In fact, there's a high chance that you're using ARM technology to read these very words right now. That's because ARM has designed processors that are in 95% of the world's smartphones and its technology is also found in many televisions, computers, tablets and even cars.

The company, which is based in Cambridge, doesn't actually manufacture anything but rather licenses its designs to the likes of:

  • Apple
  • Samsung
  • ASUS
  • HP
  • Dell
  • Fujitsu

You'll find those designs in the iPad, the iPhone and the Samsung Galaxy S3.

ITV News' Lewis Vaughan Jones reports:

Those licenses bring the company its core revenue. In 2011, eight billion ARM powered chips were put into devices around the world. For each of those chips, ARM gets a royalty.

Until now, ARM has been the designer of choice for most smartphone manufacturers because of the energy efficiency of its chips.
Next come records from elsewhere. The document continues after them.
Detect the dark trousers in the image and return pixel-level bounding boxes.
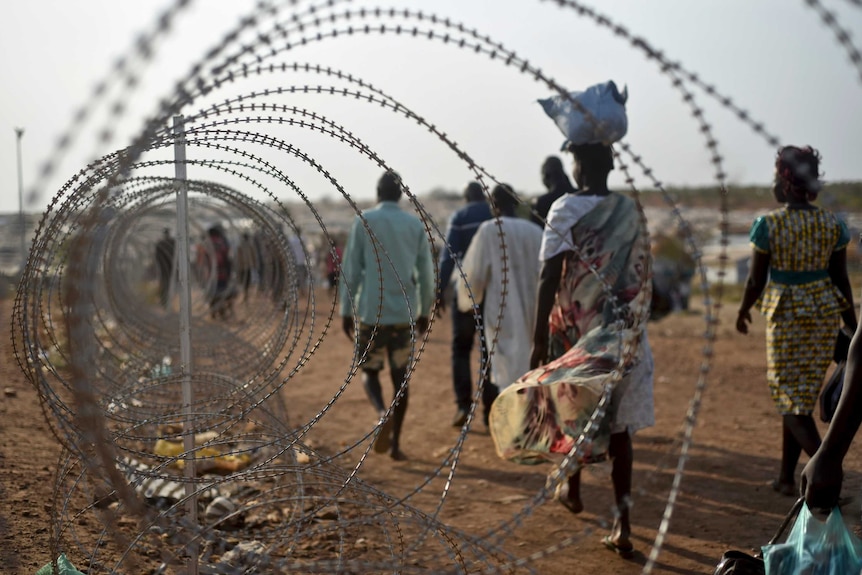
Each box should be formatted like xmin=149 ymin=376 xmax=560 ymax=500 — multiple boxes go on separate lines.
xmin=238 ymin=268 xmax=252 ymax=298
xmin=157 ymin=266 xmax=171 ymax=308
xmin=451 ymin=300 xmax=497 ymax=419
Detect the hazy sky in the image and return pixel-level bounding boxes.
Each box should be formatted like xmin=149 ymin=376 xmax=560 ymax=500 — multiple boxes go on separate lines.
xmin=2 ymin=0 xmax=861 ymax=215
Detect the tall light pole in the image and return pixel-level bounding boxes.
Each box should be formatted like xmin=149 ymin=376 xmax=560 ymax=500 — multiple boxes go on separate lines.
xmin=15 ymin=127 xmax=25 ymax=271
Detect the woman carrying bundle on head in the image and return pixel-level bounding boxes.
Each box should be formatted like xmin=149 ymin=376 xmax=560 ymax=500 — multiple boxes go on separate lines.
xmin=490 ymin=141 xmax=655 ymax=560
xmin=736 ymin=145 xmax=857 ymax=497
xmin=490 ymin=81 xmax=654 ymax=559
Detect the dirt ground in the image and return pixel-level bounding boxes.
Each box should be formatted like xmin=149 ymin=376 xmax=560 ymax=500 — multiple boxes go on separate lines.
xmin=2 ymin=287 xmax=862 ymax=575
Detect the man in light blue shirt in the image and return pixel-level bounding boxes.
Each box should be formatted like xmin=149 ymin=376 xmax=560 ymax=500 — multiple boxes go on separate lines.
xmin=340 ymin=171 xmax=434 ymax=460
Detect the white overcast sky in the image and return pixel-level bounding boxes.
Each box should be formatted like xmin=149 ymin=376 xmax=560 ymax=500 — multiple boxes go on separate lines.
xmin=1 ymin=0 xmax=861 ymax=214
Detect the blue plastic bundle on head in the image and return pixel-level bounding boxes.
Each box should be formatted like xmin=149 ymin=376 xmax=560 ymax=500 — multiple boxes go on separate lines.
xmin=538 ymin=80 xmax=628 ymax=149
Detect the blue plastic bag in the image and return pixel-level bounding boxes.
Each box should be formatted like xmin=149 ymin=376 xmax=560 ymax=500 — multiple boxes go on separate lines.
xmin=537 ymin=80 xmax=628 ymax=147
xmin=762 ymin=502 xmax=862 ymax=574
xmin=34 ymin=553 xmax=86 ymax=575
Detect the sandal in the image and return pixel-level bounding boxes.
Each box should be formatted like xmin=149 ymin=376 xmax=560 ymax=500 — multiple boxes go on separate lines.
xmin=372 ymin=417 xmax=394 ymax=454
xmin=554 ymin=482 xmax=583 ymax=514
xmin=602 ymin=535 xmax=635 ymax=560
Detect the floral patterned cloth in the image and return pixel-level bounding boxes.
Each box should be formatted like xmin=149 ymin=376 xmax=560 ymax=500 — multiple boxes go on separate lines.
xmin=490 ymin=192 xmax=654 ymax=464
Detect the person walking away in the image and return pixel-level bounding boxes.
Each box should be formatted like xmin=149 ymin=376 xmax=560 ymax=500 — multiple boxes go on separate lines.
xmin=530 ymin=156 xmax=577 ymax=227
xmin=490 ymin=143 xmax=654 ymax=559
xmin=252 ymin=230 xmax=268 ymax=294
xmin=194 ymin=233 xmax=210 ymax=288
xmin=340 ymin=171 xmax=434 ymax=461
xmin=289 ymin=231 xmax=309 ymax=297
xmin=456 ymin=184 xmax=543 ymax=425
xmin=154 ymin=228 xmax=176 ymax=308
xmin=207 ymin=226 xmax=233 ymax=319
xmin=235 ymin=231 xmax=258 ymax=304
xmin=268 ymin=233 xmax=287 ymax=309
xmin=737 ymin=145 xmax=856 ymax=497
xmin=437 ymin=181 xmax=494 ymax=427
xmin=650 ymin=232 xmax=697 ymax=316
xmin=325 ymin=235 xmax=344 ymax=293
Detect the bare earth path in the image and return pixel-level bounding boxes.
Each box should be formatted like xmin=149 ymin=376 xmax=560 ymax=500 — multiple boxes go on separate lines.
xmin=2 ymin=291 xmax=861 ymax=574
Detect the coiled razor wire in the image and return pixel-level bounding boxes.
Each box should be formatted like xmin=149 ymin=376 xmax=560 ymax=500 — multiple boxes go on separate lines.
xmin=9 ymin=0 xmax=859 ymax=573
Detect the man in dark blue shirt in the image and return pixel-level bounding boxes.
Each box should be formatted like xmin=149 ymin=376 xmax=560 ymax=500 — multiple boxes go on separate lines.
xmin=530 ymin=156 xmax=576 ymax=227
xmin=437 ymin=182 xmax=494 ymax=426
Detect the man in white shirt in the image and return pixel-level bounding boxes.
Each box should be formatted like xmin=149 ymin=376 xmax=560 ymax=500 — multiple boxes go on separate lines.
xmin=457 ymin=184 xmax=543 ymax=425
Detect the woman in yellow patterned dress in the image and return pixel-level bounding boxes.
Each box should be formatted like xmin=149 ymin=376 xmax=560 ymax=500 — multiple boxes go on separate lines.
xmin=736 ymin=145 xmax=857 ymax=496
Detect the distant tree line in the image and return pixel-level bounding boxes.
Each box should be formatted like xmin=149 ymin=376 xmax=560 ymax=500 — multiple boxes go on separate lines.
xmin=637 ymin=181 xmax=862 ymax=212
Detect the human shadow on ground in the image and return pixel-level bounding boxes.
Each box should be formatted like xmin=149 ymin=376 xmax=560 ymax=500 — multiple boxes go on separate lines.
xmin=360 ymin=428 xmax=862 ymax=574
xmin=393 ymin=457 xmax=550 ymax=492
xmin=625 ymin=434 xmax=862 ymax=570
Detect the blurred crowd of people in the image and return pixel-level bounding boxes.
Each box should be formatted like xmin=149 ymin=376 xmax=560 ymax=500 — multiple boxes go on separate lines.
xmin=152 ymin=222 xmax=347 ymax=319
But 2013 looks set to be a tough year for the company as Intel, undoubtedly ARMs biggest competitor, fights for a slice of the mobile market.

Last year saw the launch of the first Intel powered smartphone and the manufacturer has said that mobile is a key priority for the company in 2013.

In response, ARM is now spreading its wings and branching out into Intel's traditional arena - the server, the home PC and other performance hungry products.

The British company is facing increasing competition for a slice of the market Credit: ITV News

With demand for PCs declining and increasing consumer desire to be mobile, ARM should remain the forerunner for some time yet in the mobile market. But Intel are hot on their heels and the giant knows exactly where its investing its hefty research budget in 2013.